Stocks fell sharply soon after the markets opened following disappointing reports on US retail sales and producer prices. Equity markets then cut their losses but plunged again midday soon after US health officials warned of more potential Ebola cases after a second health care worker in Dallas was diagnosed with the virus.

Stocks began paring their losses again soon after the Federal Reserve's Beige Book said the US economy continues to grow at about the same modest pace of recent months. The market's lurches lifted some investments, such as the Russell 2000, a closely watched small cap index, which rose 1.0 percent.
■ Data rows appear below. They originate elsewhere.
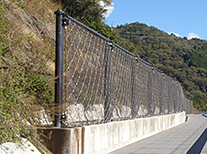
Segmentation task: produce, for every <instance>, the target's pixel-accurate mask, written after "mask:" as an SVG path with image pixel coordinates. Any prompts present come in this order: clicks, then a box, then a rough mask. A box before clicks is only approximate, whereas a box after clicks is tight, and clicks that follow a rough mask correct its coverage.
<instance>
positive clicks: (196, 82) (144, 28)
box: [115, 22, 207, 110]
mask: <svg viewBox="0 0 207 154" xmlns="http://www.w3.org/2000/svg"><path fill="white" fill-rule="evenodd" d="M115 30H116V31H117V32H118V33H119V34H120V36H121V38H122V42H123V43H122V44H121V45H122V46H123V47H124V48H126V49H127V50H129V51H131V52H132V53H134V54H135V55H137V56H139V57H141V58H142V59H144V60H146V61H147V62H149V63H151V64H153V65H154V66H155V67H157V68H158V69H160V70H162V71H163V72H164V73H166V74H168V75H170V76H172V77H173V78H174V79H176V80H178V81H179V82H180V83H181V84H182V86H183V87H184V90H185V95H186V96H187V97H188V98H190V99H192V100H193V101H194V106H195V107H196V108H198V109H200V110H207V106H206V103H207V95H206V90H207V41H206V40H200V39H191V40H187V38H186V37H184V38H181V37H176V36H175V35H174V34H170V35H169V34H167V33H165V32H163V31H161V30H159V29H157V28H155V27H152V26H151V27H149V26H147V25H146V24H142V23H139V22H136V23H131V24H125V25H120V26H117V27H116V28H115Z"/></svg>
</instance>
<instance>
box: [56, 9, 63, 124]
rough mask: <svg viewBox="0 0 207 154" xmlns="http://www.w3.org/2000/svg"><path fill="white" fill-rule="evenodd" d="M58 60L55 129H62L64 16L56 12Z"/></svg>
mask: <svg viewBox="0 0 207 154" xmlns="http://www.w3.org/2000/svg"><path fill="white" fill-rule="evenodd" d="M55 14H56V59H55V107H56V113H55V123H54V126H55V127H61V114H62V102H63V35H64V34H63V33H64V31H63V23H62V19H63V14H62V12H61V11H60V10H59V9H58V10H57V11H56V12H55Z"/></svg>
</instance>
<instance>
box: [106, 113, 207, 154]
mask: <svg viewBox="0 0 207 154" xmlns="http://www.w3.org/2000/svg"><path fill="white" fill-rule="evenodd" d="M206 141H207V115H201V114H197V115H195V114H192V115H189V119H188V121H187V122H185V123H184V124H181V125H179V126H176V127H173V128H171V129H168V130H166V131H163V132H161V133H158V134H156V135H153V136H151V137H148V138H146V139H143V140H141V141H138V142H136V143H133V144H131V145H129V146H126V147H123V148H121V149H119V150H116V151H114V152H111V153H110V154H186V153H187V154H207V142H206Z"/></svg>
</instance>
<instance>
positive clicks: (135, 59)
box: [131, 56, 137, 118]
mask: <svg viewBox="0 0 207 154" xmlns="http://www.w3.org/2000/svg"><path fill="white" fill-rule="evenodd" d="M136 59H137V58H136V57H135V56H133V57H132V58H131V65H132V72H131V86H132V92H131V93H132V95H131V116H132V117H133V118H134V117H136V116H137V111H136V106H137V105H136V101H135V95H136V84H135V83H136V81H135V80H136V72H135V71H136V64H137V62H136Z"/></svg>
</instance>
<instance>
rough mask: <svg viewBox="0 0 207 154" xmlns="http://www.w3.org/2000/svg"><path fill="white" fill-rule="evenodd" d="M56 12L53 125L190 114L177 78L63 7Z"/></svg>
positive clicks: (76, 124) (189, 105) (190, 105)
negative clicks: (121, 44)
mask: <svg viewBox="0 0 207 154" xmlns="http://www.w3.org/2000/svg"><path fill="white" fill-rule="evenodd" d="M56 17H57V18H56V24H57V25H56V84H55V86H56V90H55V102H56V104H57V106H58V108H59V110H58V113H57V114H56V116H55V126H57V127H59V126H61V123H64V124H65V125H66V126H68V127H74V126H79V125H90V124H95V123H105V122H109V121H113V120H125V119H130V118H139V117H148V116H156V115H164V114H171V113H178V112H182V111H186V113H192V111H193V109H192V101H191V100H188V99H186V98H185V96H184V94H183V89H182V87H181V85H180V84H179V83H178V82H177V81H175V80H173V79H172V78H171V77H169V76H167V75H166V74H164V73H162V72H161V71H160V70H158V69H157V68H155V67H153V66H152V65H151V64H149V63H147V62H146V61H144V60H142V59H141V58H139V57H136V56H135V55H134V54H132V53H130V52H129V51H127V50H125V49H123V48H122V47H120V46H118V45H117V44H115V43H113V42H111V41H110V40H109V39H107V38H105V37H103V36H102V35H100V34H98V33H97V32H95V31H93V30H92V29H90V28H88V27H87V26H85V25H83V24H82V23H80V22H78V21H77V20H75V19H73V18H72V17H70V16H69V15H67V14H66V13H64V12H63V11H61V10H57V11H56ZM63 115H64V116H65V117H66V118H64V117H63Z"/></svg>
But "there is more negative than positive," McCabe said. Bank of America fell 4.6 percent after it reported a US$70 million third-quarter loss due to a US$5.3 billion charge on legal expenses following a mortgage-securities settlement.

Other financial equities suffered deep losses, including Dow member JPMorgan Chase (-4.2 percent), Citigroup (-3.5 percent) and Wells Fargo (-2.0 percent).

Dow member Wal-Mart Stores fell 3.6 percent after cutting its full-year sales forecast to two-three percent from the previous range of three-five percent.

Bond prices leaped higher. The yield on the 10-year US Treasury dropped to 2.09 percent from 2.21 percent on Tuesday after earlier falling below two percent for the first time during a trading session since June 2013. The 30-year Treasury fell to 2.88 percent from 2.96 percent. Bond prices and yields move inversely.